Another interview question

by Michael S. Kaplan, published on 2006/02/02 07:14 -08:00, original URI: http://blogs.msdn.com/michkap/archive/2006/02/02/523189.aspx


Earlier today, in response to my post What is equal to some may not be equal to others, Christian Kaiser asked me:

Do you see a faster way to do a string comparison than to use CompareString(), just like NOTEPAD's programmer's idea, but correct?

It is a very interesting question, especially in light of the fact that this issue is being addressed in Windows Vista. So I thought I would open it up as one of those "interview questions" I ask from time to time.

I will temporarily moderate all responses so no one gives it a way too soon. I can't offer the best response a job, but we are still hiring so if someone wanted an interview I could offer to try to start someone through the process of contacting HR, etc.... :-)

Ok, on your mark, get set, go!


# Jeff Parker on Thursday, February 02, 2006 10:46 AM:

Hmm, the only thing that comes to mind right away is creating some dynamic regular expression to do the comparison. You can get really creative on regular expresions.

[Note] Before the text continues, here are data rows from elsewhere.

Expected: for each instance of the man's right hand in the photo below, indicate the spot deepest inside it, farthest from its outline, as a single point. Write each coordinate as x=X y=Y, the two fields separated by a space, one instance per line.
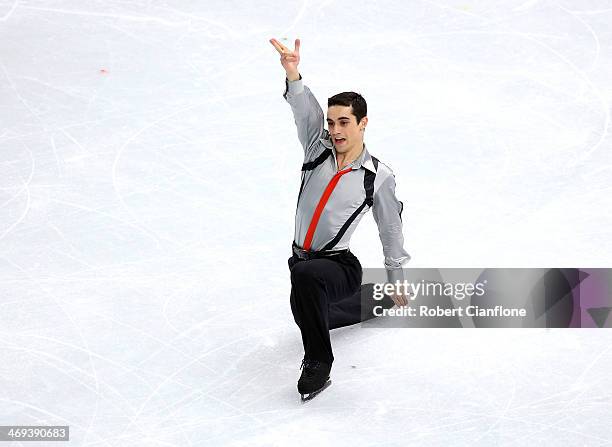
x=289 y=59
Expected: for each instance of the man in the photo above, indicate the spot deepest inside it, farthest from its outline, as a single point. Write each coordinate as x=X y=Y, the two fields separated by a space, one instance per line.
x=341 y=181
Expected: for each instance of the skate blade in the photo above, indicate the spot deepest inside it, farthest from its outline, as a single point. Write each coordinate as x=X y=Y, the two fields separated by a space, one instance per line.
x=308 y=397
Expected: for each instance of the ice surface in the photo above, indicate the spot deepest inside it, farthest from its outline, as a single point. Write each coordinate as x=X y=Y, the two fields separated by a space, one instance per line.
x=149 y=169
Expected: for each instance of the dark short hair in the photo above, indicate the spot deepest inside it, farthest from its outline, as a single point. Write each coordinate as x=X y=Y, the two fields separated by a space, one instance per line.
x=355 y=100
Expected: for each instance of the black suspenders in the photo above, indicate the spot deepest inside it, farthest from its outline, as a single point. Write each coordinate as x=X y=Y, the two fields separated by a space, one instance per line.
x=368 y=185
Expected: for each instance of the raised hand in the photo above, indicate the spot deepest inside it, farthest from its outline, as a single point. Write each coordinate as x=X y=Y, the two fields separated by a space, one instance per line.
x=289 y=59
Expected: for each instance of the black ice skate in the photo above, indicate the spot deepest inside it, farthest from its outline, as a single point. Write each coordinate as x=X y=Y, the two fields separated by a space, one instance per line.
x=314 y=378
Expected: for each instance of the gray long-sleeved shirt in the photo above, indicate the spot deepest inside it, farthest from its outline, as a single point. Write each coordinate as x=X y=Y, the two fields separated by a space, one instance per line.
x=368 y=184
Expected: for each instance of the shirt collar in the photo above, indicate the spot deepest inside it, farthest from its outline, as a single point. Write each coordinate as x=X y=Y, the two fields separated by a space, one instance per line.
x=364 y=160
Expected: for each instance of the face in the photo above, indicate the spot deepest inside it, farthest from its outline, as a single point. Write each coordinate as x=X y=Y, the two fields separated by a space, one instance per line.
x=345 y=132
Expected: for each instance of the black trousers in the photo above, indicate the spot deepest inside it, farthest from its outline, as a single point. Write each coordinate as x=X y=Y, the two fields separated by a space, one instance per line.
x=326 y=294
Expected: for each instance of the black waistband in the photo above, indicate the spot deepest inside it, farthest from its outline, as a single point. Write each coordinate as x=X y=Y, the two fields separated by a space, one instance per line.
x=303 y=254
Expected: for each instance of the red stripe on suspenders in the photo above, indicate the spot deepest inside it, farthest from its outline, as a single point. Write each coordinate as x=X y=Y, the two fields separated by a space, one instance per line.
x=319 y=209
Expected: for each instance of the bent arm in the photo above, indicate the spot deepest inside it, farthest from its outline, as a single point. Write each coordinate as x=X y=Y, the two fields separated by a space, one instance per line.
x=307 y=112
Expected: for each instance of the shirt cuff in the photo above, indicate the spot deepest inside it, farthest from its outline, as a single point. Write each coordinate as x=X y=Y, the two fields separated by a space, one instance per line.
x=395 y=275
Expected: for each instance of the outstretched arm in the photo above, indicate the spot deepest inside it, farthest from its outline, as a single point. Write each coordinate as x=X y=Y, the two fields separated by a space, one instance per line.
x=306 y=110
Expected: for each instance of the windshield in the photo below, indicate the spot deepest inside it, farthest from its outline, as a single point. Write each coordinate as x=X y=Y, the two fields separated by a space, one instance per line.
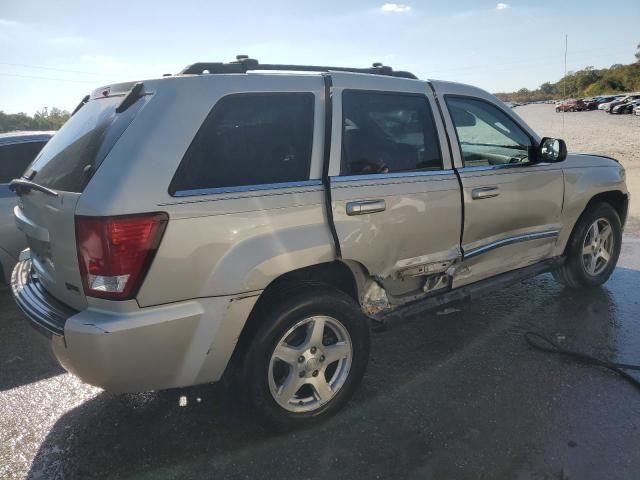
x=73 y=155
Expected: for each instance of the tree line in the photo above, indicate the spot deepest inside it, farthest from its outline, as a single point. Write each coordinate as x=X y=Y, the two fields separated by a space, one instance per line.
x=587 y=82
x=45 y=119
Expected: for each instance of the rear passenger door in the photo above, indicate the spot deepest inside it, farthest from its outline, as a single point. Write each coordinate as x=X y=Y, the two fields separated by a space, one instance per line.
x=395 y=197
x=512 y=203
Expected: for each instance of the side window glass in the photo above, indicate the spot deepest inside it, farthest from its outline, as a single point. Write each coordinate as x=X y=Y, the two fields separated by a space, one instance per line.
x=487 y=136
x=14 y=159
x=250 y=139
x=383 y=133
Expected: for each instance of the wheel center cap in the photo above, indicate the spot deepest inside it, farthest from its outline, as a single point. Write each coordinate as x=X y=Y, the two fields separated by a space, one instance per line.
x=312 y=364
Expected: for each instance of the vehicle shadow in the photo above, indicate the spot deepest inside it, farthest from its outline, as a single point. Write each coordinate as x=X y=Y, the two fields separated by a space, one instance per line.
x=437 y=382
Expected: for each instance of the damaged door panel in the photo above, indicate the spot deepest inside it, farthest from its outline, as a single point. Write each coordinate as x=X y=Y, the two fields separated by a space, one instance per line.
x=396 y=200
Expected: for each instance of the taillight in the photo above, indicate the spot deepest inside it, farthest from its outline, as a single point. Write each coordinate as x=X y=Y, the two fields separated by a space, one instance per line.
x=115 y=253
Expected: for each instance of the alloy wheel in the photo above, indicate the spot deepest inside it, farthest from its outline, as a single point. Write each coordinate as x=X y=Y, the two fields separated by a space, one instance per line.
x=597 y=248
x=310 y=364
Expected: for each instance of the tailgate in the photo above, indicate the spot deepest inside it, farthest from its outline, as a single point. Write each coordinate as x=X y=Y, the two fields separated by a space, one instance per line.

# Michael S. Kaplan on Thursday, February 02, 2006 11:03 AM:

Ok, sounds like a fair high level description -- though it is unclear how such a thing would be constructed..... more info needed, Jeff!

# Maurits on Thursday, February 02, 2006 11:28 AM:

A faster way than CompareString()?? In general, no, or else CompareString would just *use* the faster way. It sure would be nice if we could see the source to CompareString, to see how what we're trying to beat works.

But if you're going for speed...

Hmmm... given strings s1 and s2....

First, compare the pointers (s1 == s2 or ReferenceEquals) to see if they point to the same string. This is a cheap check, and if you get lucky, that's all you have to do. Some string storage libraries actually go out of their way to share memory for strings with significant overlap, so this may actually work.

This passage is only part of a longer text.